En particulier, si le règlement du plan local d’urbanisme ne s’oppose pas explicitement à l’application du R151-21 (mieux connu sous l’ancien numéro  R123-10-1), qui dispose :

« […]

Dans le cas d’un lotissement ou dans celui de la construction, sur une unité foncière ou sur plusieurs unités foncières contiguës, de plusieurs bâtiments dont le terrain d’assiette doit faire l’objet d’une division en propriété ou en jouissance, l’ensemble du projet est apprécié au regard de la totalité des règles édictées par le plan local d’urbanisme, sauf si le règlement de ce plan s’y oppose. »

alors, l’on pourra parfaitement imaginer une répartition de l’emprise au sol au travers des différents lots, bien que le législateur n’ait pas pris la peine de le prévoir explicitement dans les pièces de la déclaration préalable de division, ou dans celles du permis d’aménager.

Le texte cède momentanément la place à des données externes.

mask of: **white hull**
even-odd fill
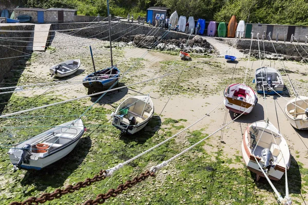
[[[249,113],[258,102],[255,91],[243,84],[228,86],[224,91],[224,104],[226,108],[235,113]]]
[[[267,67],[256,70],[255,83],[257,92],[261,94],[263,93],[263,90],[267,94],[281,93],[284,87],[280,73],[275,68]]]
[[[308,97],[298,96],[286,104],[284,112],[291,125],[298,130],[308,129],[308,118],[305,111],[308,108]]]
[[[52,66],[49,69],[49,72],[56,77],[63,77],[75,73],[80,67],[80,64],[79,59],[67,60]],[[55,72],[55,70],[58,66],[61,68]]]
[[[153,102],[148,95],[129,97],[121,103],[114,113],[112,125],[125,134],[133,134],[147,124],[154,114]],[[136,121],[131,124],[129,119]]]
[[[21,169],[40,170],[63,158],[76,146],[84,133],[84,126],[80,119],[52,128],[10,149],[8,154],[11,162],[16,165],[21,157],[24,146],[29,145],[31,156],[28,162],[23,161]],[[38,145],[48,145],[40,149]],[[43,151],[42,151],[43,150]]]
[[[254,140],[254,137],[256,137]],[[252,141],[256,143],[254,147]],[[254,122],[246,128],[241,147],[244,162],[250,171],[257,174],[257,180],[259,177],[264,177],[256,161],[257,158],[260,165],[264,166],[265,162],[261,154],[264,148],[269,149],[273,156],[273,161],[266,172],[271,179],[280,179],[284,174],[285,165],[287,169],[290,165],[291,155],[286,141],[279,131],[266,120]]]

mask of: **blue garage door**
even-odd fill
[[[152,23],[152,17],[153,17],[153,10],[147,10],[147,14],[146,15],[146,22],[148,22],[149,20],[151,22],[151,24]]]
[[[37,11],[37,23],[44,24],[44,11]]]

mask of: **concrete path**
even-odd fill
[[[238,50],[231,46],[226,44],[224,42],[218,40],[213,37],[201,36],[202,38],[205,39],[207,42],[213,46],[216,50],[219,52],[220,56],[224,56],[225,55],[233,55],[237,58],[241,58],[245,57],[245,54],[240,52]],[[236,39],[234,38],[234,43],[236,42]]]
[[[32,48],[33,51],[45,51],[51,26],[51,24],[35,24]]]

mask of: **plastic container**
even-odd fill
[[[49,146],[46,144],[38,144],[36,145],[36,152],[38,153],[44,153],[47,152],[47,149],[49,148]]]

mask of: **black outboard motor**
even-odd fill
[[[267,77],[267,84],[272,88],[273,85],[273,81],[272,81],[272,78],[271,77]]]
[[[21,158],[18,161],[17,166],[14,166],[14,171],[16,171],[17,169],[21,168],[22,163],[29,163],[29,159],[30,159],[30,157],[31,155],[31,145],[29,144],[25,145],[23,147],[22,152],[22,156],[21,156]]]
[[[264,165],[263,167],[264,169],[270,170],[271,166],[274,163],[274,157],[273,154],[268,148],[264,148],[261,152],[262,158],[264,161]]]

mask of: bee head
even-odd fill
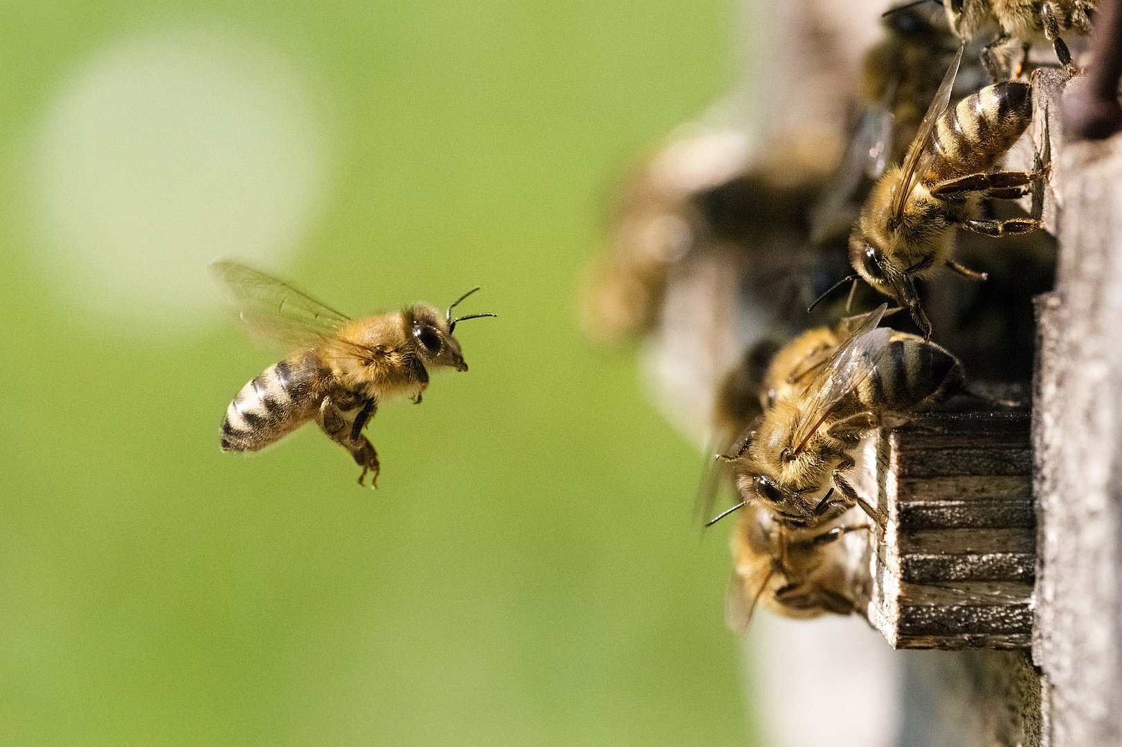
[[[460,342],[452,336],[456,331],[456,323],[466,319],[478,319],[480,316],[495,316],[495,314],[469,314],[452,319],[452,310],[458,303],[470,296],[479,288],[472,288],[457,298],[451,306],[441,313],[427,304],[417,304],[410,307],[405,314],[410,334],[416,342],[416,350],[424,361],[431,366],[449,366],[458,371],[468,370],[468,365],[463,360],[463,352],[460,350]]]
[[[947,9],[947,20],[950,21],[950,28],[960,35],[963,30],[963,16],[966,12],[966,0],[944,0],[942,4]]]
[[[919,303],[919,292],[912,279],[914,273],[926,270],[928,265],[902,267],[868,241],[861,231],[854,231],[849,237],[849,261],[863,280],[894,299],[901,308],[907,308],[923,338],[930,339],[931,322]]]

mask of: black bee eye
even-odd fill
[[[771,480],[765,477],[757,476],[752,479],[755,486],[756,495],[769,504],[782,504],[783,494],[779,491]]]
[[[862,269],[874,280],[884,282],[884,273],[881,271],[881,264],[877,261],[876,249],[865,247],[861,255]]]
[[[417,342],[427,348],[429,352],[440,352],[440,335],[436,334],[436,330],[431,326],[426,324],[419,324],[414,326],[413,336],[417,339]]]

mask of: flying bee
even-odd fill
[[[901,425],[964,387],[962,366],[947,350],[877,328],[885,310],[847,322],[848,336],[813,366],[809,382],[776,398],[724,458],[742,498],[725,514],[757,504],[788,526],[818,527],[858,505],[883,520],[845,476],[857,463],[852,452],[870,431]]]
[[[431,369],[468,370],[452,336],[456,325],[495,316],[452,319],[452,310],[479,289],[472,288],[443,314],[414,304],[352,320],[260,270],[234,261],[211,268],[255,336],[296,348],[250,379],[227,407],[222,450],[257,451],[315,421],[362,468],[359,485],[373,472],[370,487],[378,480],[378,454],[362,428],[378,405],[399,395],[420,404]]]
[[[955,34],[964,42],[978,34],[996,33],[982,52],[992,80],[1010,75],[1011,66],[999,50],[1018,40],[1028,58],[1033,42],[1050,42],[1060,64],[1074,72],[1072,53],[1060,33],[1091,33],[1091,17],[1097,0],[942,0]]]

Dès lors, le lotisseur devra garantir à l’administration une emprise au sol maximale affectée aux lots issus de son opération de lotissement pour en assurer la conformité, mais il pourra limiter contractuellement celle d’un lot au bénéfice d’un autre.

A noter qu’en l’espèce, les limitations au droit de construire n’auront pas eu à faire l’objet d’une servitude administrative constatée par acte authentique, puisque non encadrées par le législateur.